J’entendrai l’écho de sa
curiosité, de ses questions toujours plus précises sur les techniques anciennes
qui le passionnaient, comme s‘il voulait paradoxalement engranger toujours plus
de savoir avant de partir. Il aurait aimé élaborer et utiliser les médiums les
plus raffinés, glacer finement au baume de Venise ou à l’ambre dissous, il
aurait aimé préparer les supports en tuant le plâtre, apprêter à la colle de
peau ou à la caséine. Il aurait volontiers laissé l’huile de lin cuite se clarifier
au soleil pendant des semaines, écrasé longuement ses pigments au mortier, il
voulait comme aller à rebours du peu de temps qui lui restait en goûtant la
lenteur du procédé ancestral, comprendre les matériaux, les manipuler
artisanalement, au sentiment.
Dans le groupe, à l’atelier, tout
en travaillant attentivement à sa toile, il prenait encore de son précieux
temps pour aller contempler le travail des autres, dans des moments d’échanges
naturels et simples. Lorsque nous nous accordions quelques pauses, il nous
parlait souvent de la musique, du violoncelle qu’il étudiait et pratiquait aussi,
nous faisait part des analogies et des différences qu‘il avait relevées en
avançant dans l’apprentissage de la peinture ou du dessin.

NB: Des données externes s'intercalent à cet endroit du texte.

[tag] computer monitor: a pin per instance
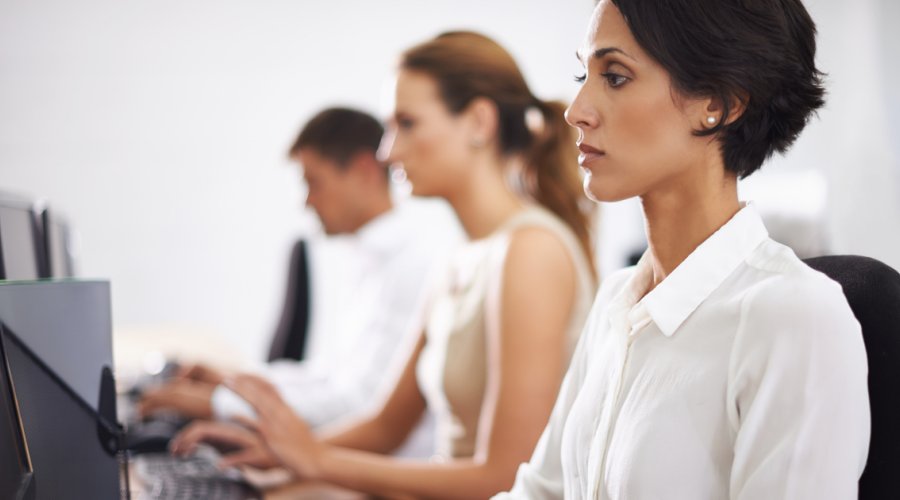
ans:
(16, 477)
(57, 244)
(74, 451)
(21, 245)
(68, 324)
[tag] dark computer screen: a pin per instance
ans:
(15, 467)
(73, 450)
(18, 243)
(68, 324)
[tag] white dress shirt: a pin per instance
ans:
(742, 376)
(361, 309)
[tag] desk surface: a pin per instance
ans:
(275, 485)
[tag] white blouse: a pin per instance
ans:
(742, 375)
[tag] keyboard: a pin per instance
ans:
(194, 478)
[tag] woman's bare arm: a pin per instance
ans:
(526, 367)
(528, 318)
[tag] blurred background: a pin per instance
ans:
(160, 128)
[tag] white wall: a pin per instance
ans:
(160, 128)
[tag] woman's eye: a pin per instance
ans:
(614, 80)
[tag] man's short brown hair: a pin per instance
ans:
(339, 134)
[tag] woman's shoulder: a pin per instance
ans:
(790, 285)
(795, 306)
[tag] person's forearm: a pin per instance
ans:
(391, 477)
(366, 434)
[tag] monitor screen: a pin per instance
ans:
(59, 256)
(15, 467)
(17, 242)
(73, 450)
(68, 324)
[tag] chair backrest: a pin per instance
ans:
(873, 292)
(289, 341)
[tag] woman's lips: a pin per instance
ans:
(588, 154)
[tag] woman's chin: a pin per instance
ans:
(605, 192)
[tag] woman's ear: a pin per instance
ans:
(482, 119)
(714, 110)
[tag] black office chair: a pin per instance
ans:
(289, 341)
(873, 291)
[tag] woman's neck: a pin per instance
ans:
(678, 218)
(483, 203)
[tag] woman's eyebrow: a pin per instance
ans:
(601, 53)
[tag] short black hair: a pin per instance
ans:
(761, 52)
(339, 134)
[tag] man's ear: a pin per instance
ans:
(365, 163)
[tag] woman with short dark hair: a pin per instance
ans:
(720, 366)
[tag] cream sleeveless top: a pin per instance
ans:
(452, 368)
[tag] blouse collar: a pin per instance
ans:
(682, 292)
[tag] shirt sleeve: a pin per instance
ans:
(324, 392)
(798, 394)
(541, 478)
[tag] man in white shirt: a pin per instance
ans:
(380, 258)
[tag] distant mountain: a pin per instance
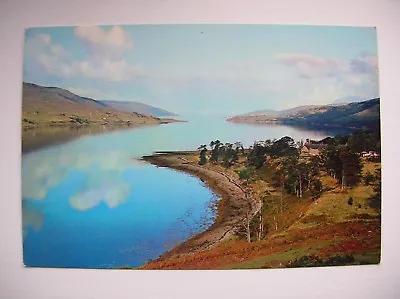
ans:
(263, 112)
(364, 114)
(53, 106)
(350, 99)
(138, 107)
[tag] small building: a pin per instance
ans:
(370, 154)
(312, 149)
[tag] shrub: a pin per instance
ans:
(315, 261)
(350, 201)
(369, 178)
(245, 174)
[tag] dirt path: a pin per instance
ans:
(237, 202)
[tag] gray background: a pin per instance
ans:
(343, 282)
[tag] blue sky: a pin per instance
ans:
(206, 69)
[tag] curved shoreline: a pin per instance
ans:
(237, 201)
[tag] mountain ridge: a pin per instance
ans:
(54, 106)
(365, 114)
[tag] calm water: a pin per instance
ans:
(90, 203)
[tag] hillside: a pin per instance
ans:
(364, 114)
(138, 107)
(325, 224)
(53, 106)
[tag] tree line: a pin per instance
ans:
(340, 158)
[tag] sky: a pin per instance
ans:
(209, 70)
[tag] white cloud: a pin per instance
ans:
(102, 42)
(322, 80)
(309, 66)
(105, 60)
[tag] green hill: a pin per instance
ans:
(53, 106)
(138, 107)
(364, 114)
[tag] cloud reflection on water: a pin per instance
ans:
(103, 174)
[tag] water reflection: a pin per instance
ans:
(105, 208)
(31, 219)
(112, 193)
(37, 138)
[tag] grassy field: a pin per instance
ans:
(338, 228)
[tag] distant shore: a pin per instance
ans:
(236, 201)
(37, 137)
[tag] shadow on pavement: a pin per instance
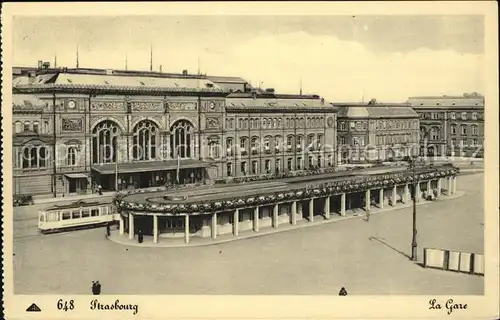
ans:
(389, 246)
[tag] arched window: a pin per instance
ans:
(463, 129)
(213, 148)
(18, 127)
(253, 144)
(36, 127)
(278, 141)
(105, 142)
(34, 157)
(145, 141)
(71, 157)
(27, 126)
(289, 142)
(181, 139)
(229, 146)
(453, 129)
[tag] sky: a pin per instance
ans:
(342, 58)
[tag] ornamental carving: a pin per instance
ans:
(147, 106)
(72, 125)
(212, 123)
(185, 106)
(107, 106)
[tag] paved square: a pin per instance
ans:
(365, 257)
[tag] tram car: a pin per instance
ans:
(77, 215)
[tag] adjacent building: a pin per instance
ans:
(369, 132)
(451, 125)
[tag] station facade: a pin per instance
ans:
(376, 132)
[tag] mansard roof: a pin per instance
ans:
(376, 110)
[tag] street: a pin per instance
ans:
(364, 257)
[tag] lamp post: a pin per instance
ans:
(412, 162)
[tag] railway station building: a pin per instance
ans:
(228, 209)
(74, 129)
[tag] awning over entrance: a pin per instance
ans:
(109, 168)
(76, 175)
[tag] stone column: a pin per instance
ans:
(121, 225)
(342, 205)
(439, 186)
(394, 195)
(256, 219)
(186, 228)
(327, 207)
(155, 228)
(367, 199)
(311, 210)
(405, 198)
(214, 225)
(275, 215)
(236, 222)
(381, 198)
(131, 229)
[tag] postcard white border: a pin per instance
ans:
(275, 307)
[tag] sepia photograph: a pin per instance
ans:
(249, 154)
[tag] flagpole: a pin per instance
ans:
(178, 165)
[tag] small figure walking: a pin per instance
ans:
(96, 288)
(343, 292)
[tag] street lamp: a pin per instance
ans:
(412, 163)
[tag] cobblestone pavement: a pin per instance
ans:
(365, 257)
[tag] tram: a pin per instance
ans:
(76, 215)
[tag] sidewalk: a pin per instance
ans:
(248, 234)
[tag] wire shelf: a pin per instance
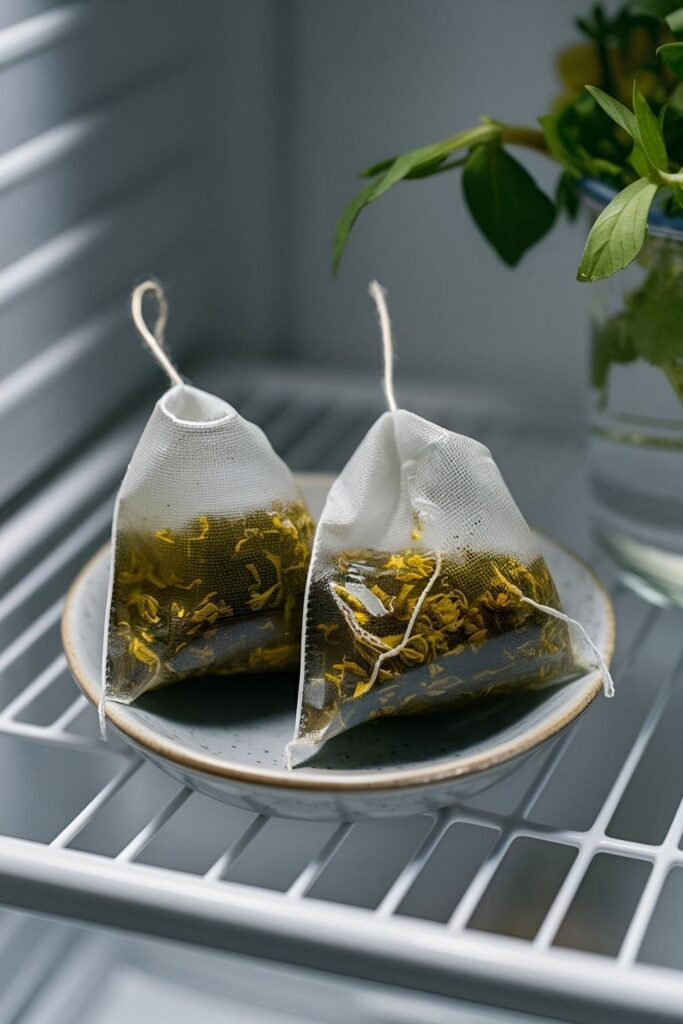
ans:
(558, 891)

Je tiendrai en moi le souvenir de
ses bousculements lorsque par exemple j’insistais sur la nécessité au
commencement d’une toile de brosser des masses avant d’aller au détail, celle
de placer très tôt les grands ensembles tonals et chromatiques, allant contre
son envie de savourer d’emblée l’élaboration vétilleuse, lente et appliquée de
son sujet, dans un réalisme sensible qui le réjouissait.
Il acceptait cela avec
compréhension, humour, curiosité, soif d’apprendre, de découvrir, jusqu’au
bout, et malgré tout. Toujours, il participait grandement à l’atmosphère autant
chaleureuse et amicale que concentrée et studieuse du cours. J’ai envie de
croire qu’à l’atelier il venait toucher un monde et un temps particuliers, dans
lesquels il parvenait à tenir la morbidité à distance pour quelques heures.
Son absence de l'atelier nous inclinera à réfléchir un peu plus encore sur cette très essentielle notion du plein et du vide. Son silence nous fait entendre sa voix.
Salut l’ami, bonne promenade dans
nos mémoires.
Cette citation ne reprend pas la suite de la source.